Warming oceans. Wildfires. Shifting weather patterns. This semester, Rhodes College is offering a new course dedicated to one of the most challenging global issues—climate change.
The liberal arts environment of Rhodes is uniquely suited for important conversations about this subject, since it cuts across many disciplines. Although several Rhodes courses address aspects of climate change in their curricula, the current course is the first course focused solely on the science of climate change.
The spring 2020 course is a collaboration between Dr. David Rupke (Department of Physics) and Dr. Sarah Boyle (Department of Biology, Chair of Environmental Studies and Sciences). The professors designed the course titled The Science of Climate Change for biology, environmental science, environmental studies, and physics majors and minors. However, the course also will include biomathematics, chemistry, neuroscience, and computer science students who have interests in climate change.

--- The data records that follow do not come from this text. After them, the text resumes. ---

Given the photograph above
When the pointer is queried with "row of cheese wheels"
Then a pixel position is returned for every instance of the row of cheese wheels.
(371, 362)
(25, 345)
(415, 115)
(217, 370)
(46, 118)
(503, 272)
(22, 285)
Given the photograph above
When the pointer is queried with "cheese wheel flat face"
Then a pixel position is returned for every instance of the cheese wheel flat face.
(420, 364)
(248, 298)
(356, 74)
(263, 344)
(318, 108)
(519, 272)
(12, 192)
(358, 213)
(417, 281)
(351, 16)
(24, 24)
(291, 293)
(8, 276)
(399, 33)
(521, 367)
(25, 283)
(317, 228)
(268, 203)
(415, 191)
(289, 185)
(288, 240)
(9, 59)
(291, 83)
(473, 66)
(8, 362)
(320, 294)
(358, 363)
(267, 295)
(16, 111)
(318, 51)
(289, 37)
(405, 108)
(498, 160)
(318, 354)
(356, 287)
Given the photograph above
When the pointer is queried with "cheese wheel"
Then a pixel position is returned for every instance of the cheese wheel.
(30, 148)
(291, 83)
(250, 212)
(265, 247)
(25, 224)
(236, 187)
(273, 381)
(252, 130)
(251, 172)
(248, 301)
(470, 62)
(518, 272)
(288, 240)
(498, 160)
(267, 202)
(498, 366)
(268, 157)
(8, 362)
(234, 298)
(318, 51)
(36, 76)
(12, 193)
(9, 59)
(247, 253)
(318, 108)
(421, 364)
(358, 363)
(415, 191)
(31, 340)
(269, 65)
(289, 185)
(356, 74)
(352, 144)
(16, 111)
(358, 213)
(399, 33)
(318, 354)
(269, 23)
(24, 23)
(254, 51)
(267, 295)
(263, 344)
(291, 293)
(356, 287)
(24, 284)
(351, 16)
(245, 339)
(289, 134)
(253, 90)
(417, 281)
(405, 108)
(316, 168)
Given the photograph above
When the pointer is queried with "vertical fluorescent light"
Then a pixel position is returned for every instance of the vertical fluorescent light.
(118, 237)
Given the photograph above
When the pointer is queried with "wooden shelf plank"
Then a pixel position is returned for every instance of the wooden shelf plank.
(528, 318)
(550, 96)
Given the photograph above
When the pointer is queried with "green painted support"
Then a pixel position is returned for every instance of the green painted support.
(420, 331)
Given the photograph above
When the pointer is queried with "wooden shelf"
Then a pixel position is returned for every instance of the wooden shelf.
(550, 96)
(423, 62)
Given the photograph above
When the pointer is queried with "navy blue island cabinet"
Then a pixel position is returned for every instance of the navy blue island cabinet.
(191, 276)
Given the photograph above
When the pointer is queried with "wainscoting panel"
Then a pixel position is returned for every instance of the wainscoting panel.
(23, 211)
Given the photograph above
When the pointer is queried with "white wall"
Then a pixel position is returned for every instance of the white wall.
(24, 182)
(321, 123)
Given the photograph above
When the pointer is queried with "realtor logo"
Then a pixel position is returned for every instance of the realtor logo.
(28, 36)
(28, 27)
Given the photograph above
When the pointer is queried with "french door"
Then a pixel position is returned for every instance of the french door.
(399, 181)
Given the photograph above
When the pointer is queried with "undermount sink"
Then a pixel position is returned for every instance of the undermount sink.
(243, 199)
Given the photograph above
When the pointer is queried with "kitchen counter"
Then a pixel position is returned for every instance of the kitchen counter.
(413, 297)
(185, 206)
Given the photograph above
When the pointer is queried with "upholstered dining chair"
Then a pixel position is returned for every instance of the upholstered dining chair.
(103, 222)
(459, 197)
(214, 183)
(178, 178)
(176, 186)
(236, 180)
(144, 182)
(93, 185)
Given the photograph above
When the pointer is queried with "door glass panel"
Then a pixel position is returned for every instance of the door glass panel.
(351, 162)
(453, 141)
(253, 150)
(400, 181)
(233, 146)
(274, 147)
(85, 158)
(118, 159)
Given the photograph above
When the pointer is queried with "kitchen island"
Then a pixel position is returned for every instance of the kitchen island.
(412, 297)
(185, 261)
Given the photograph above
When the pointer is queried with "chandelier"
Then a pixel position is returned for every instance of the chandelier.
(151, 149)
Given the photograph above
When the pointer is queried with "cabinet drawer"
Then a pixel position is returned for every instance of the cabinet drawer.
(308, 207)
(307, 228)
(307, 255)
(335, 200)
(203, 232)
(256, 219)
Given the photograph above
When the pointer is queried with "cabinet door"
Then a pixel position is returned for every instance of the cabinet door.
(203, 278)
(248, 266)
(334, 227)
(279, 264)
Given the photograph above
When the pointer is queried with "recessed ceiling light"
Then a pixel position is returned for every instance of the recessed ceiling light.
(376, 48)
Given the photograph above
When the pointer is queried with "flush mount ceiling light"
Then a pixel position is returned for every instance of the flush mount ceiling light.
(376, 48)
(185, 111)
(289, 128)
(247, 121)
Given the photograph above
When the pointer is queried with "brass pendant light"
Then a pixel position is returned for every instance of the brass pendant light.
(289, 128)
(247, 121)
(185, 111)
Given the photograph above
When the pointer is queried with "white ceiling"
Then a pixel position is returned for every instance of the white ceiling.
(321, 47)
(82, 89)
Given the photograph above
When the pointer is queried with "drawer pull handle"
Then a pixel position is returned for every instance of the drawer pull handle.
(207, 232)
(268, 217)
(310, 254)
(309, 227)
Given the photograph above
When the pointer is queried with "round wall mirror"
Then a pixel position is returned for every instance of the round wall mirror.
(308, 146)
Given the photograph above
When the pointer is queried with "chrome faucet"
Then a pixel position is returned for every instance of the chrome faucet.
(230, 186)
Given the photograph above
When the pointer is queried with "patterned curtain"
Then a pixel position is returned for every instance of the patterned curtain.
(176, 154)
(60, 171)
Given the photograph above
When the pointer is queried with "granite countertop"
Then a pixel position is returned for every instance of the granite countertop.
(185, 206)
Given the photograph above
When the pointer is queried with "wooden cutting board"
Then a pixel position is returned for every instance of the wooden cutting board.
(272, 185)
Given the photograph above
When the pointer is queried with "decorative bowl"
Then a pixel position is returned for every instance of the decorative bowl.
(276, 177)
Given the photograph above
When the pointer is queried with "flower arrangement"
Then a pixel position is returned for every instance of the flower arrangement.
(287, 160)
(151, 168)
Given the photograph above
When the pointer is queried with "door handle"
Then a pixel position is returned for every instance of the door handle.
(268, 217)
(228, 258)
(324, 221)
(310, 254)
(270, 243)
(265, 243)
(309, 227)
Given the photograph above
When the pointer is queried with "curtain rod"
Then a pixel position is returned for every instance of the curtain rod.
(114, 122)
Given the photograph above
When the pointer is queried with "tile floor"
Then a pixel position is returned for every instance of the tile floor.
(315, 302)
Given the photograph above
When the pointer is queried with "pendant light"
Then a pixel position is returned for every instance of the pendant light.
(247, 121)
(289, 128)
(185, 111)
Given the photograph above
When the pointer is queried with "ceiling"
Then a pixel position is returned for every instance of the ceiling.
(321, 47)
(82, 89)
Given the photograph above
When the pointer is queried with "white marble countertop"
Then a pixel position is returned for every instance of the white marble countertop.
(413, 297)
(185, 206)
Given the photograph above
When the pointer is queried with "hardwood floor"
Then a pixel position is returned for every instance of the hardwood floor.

“Several years ago, I started teaching a unit on planetary climates in my astronomy course for non-science majors. I thought students should learn about the cause of Earth’s climate change, and this might be the only point in their Rhodes education where they would be exposed to it,” says Rupke. “I later learned from Richie Trenthem, who is a Rhodes graduate and is now director of academic technologies for the college, that already in the early 1990s physics professor Bob MacQueen was teaching about global warming. It is more important than ever that our students learn about what is likely to be one of the major storylines of the 21st century.”
Professors Boyle and Rupke realized that an in-depth course on the science of climate change would allow students to grapple with the breadth of scientific concepts and data involved. The goal of the course is for students to gain an understanding of the physics of climate change and knowledge of its ongoing and future biological impacts. Students will study various Earth systems (atmosphere, ocean, and cryosphere), understand how climate impacts and is impacted by biological systems, and use GIS and remote sensing to conduct spatial analyses of climate-related data sets.
“This course will give students a strong background in the science of climate change, as well as hands-on experiences analyzing climate data, thereby preparing students for future research, internship, and job opportunities,” says Boyle. “Putting together this course with David Rupke has been an incredible experience, and I am looking forward to working with the students.”